After our last lesson, after the photo shoot, Kirill warns me, “Remember.”

“I remember,” I say. (He had said we shouldn’t say goodbye.)

“So! See you later,” he says.

On the elevator down, I also remember him telling me that he wasn’t an optimist, nor a pessimist − that he was a realist. And then I cry, for my friend I would never see again.

- - -

I depend on Megan to organize my leave party. (“Don’t worry,” she says. “Only a few people came to my one-year-in-Russia party. It’s better that way.”)

She picks a restaurant called Levsha’s, which, as is the Moscow fashion, is decorated “Soviet Farm Implement,” hoes and shovels affixed to its walls. Once we’re gathered, Anya says that Levsha means a left-handed person, a skilled and lucky guy, specifically the hero of a Russian folk tale. “He could shoe a flea and do other tricky stuff.”

This is appropriate, I think, to commemorate eighteen months spent with Russians. “My god,” I say, “I’ll miss you guys. Underneath it all, you’re really a sweet-tempered, sentimental lot. I mean, who buys more flowers in the world?”

“Oh, yah − the Russian soul,” Pasha says. “Mine is in my kidneys. I was jumping one day, my soul slid off to the side, I think it fell down there…somewhere.”

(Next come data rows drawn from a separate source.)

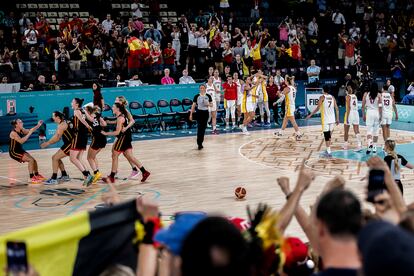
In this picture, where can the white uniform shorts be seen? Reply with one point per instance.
(353, 118)
(229, 103)
(373, 122)
(290, 110)
(214, 107)
(386, 119)
(328, 127)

Stefan, whose Russian-born parents fled Stalin − Stefan himself returned after he met Anya − proposes a toast. Things will change for this country, he says. First of all, Wall Street is turning around, which is about six months ahead of the general U.S. economy, which is about six months ahead of the world economy.

And Russia has a population that is highly educated, has a good work ethic, he says.

“People will get fed up with the corruption, the lack of investment in small businesses. In the 90s, people had a taste of what normal life can be. Now, they will demand the opportunities, the choices, the freedoms they deserve.”

I could feel the hair rise on the back of my neck. There was silence around the table − a silence of exhilaration.

Then we went out into the night, up Kuznetsky Most where other people were walking in the gentle Sunday night, and down into the metro where Pasha gave a little jump of joy for the dream of the future.

- - -

At 7 a.m. the next morning, Anya and Stefan arrive at my apartment. Anya carries my backpack filled with books, Stefan my excess-weight suitcase, leaving me with my carry-on. We walk the six blocks to the metro (which are stairs, not escalator at my stop), take the metro to the end of the line, then a minivan to Sheremetevo.

They lug my baggage the whole way, right up to the gate marked “Passengers Only.” I’m so embarrassed, I can barely thank them.

“Forget it. You’d never make it in a taxi, not at rush hour,” Stefan says.

“Never mind. I have a day off,” Anya says.

We hug, and thus ends my eighteen months in Moscow, my sojourn into intimacy.